What’s in store for a whopping O-week 2011

Dean of Students, Dr Vivian De Klerk is very excited to meet the new intake of first year students this year. It all started this week where 500 leadership students (sub-wardens and house committee members) attended leadership camps and prepared the residences for the students, who will arrive and settle in over this weekend (5 - 6 February). 

This year there are three new residences, temporarily named Hilltop 1, 2 and 3, where 261 of the 1500 first years will be comfortably accommodated.

Monday 7 February is ‘Parent’s Day’ when both students and their parents get to soak up a range of orientation activities, career talks and campus tours. The morning session, designed for parents specifically, takes place at the 1820 Settlers Monument, and gives them the opportunity to glean all the information they need, including faculty-specific sessions with the Deans. At five o’ clock the Vice Chancellor, Dr Saleem Badat delivers his famous thought-provoking, humorous speech to students and parents, rounded off with a cocktail party on the Drostdy lawns in the evening. Says Dr De Klerk: ”Then, we urge the parents to leave, so their children can find their feet by themselves.”

The next four days are spent acquainting themselves with the town and campus. Included in this is what Dr De Klerk describes as a “huge plenary session” at the Monument, with a live feed to the Thomas Pringle Hall. Chaired by the Dean of Students, everything is covered - from sports to discipline to where the Counselling Centre is located. Every day there are lectures about each subject on offer, divided into degree categories such as Humanities and Sciences so that the sessions don’t clash. Once the students’ minds are made up about which subjects to take, formal curriculum approval takes place on the last day of O-week.

After hours, each new student participates in four workshops, two of which are dramatic productions. The first is the hugely popular The Amazing (Other) Show staged by the Drama Department. The show takes a screamingly funny, no-holds-barred look at various social issues such as alcohol abuse, homophobia, sexism and racism.

The second production, entitled Risky Business, has been created by Ubom! East Cape Drama Company and is a collaboration with the Students HIV/AIDS Resistance Campaign (Sharc) that tackles sex and HIV/AIDS. The main message here is that when it comes to Sexually Transmitted Diseases - it’s all about the choices you make. Both include an interactive discussion with the audience afterwards.

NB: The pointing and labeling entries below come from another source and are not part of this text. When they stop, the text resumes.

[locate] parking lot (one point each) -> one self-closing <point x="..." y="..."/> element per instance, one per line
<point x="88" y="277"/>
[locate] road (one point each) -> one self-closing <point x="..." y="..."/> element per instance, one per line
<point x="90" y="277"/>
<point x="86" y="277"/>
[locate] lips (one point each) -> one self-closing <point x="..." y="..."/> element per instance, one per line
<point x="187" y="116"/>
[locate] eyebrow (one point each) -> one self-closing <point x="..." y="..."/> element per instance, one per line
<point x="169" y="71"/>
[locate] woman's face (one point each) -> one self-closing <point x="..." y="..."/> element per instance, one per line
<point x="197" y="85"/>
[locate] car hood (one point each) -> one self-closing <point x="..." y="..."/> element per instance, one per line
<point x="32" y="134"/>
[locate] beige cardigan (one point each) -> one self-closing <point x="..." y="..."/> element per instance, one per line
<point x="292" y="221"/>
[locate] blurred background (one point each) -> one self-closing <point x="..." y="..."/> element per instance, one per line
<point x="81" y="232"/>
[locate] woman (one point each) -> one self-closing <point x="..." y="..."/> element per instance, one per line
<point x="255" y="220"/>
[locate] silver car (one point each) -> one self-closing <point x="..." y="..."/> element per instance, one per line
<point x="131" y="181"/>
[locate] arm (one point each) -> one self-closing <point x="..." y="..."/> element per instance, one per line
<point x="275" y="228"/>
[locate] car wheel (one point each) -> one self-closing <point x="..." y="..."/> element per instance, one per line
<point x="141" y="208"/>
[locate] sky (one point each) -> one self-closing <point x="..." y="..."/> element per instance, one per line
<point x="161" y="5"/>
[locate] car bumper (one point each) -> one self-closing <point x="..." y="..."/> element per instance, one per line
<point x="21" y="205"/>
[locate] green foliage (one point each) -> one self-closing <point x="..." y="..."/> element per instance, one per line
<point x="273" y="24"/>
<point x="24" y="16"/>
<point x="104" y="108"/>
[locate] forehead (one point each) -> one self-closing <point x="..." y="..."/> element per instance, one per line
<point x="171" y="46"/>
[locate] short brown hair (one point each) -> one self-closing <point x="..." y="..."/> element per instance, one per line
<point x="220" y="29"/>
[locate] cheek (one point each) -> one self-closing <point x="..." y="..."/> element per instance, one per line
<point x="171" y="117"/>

The third evening workshop focuses on academic life and how to be a successful student. Study techniques and habits are explored, with some sound advice from senior academics. The last workshop is called Rhodes life - sex, drugs and DPs. The workshops are repeated every evening for four days to give all new students the opportunity to participate.

And so begins the (Rhodes) experience of a lifetime.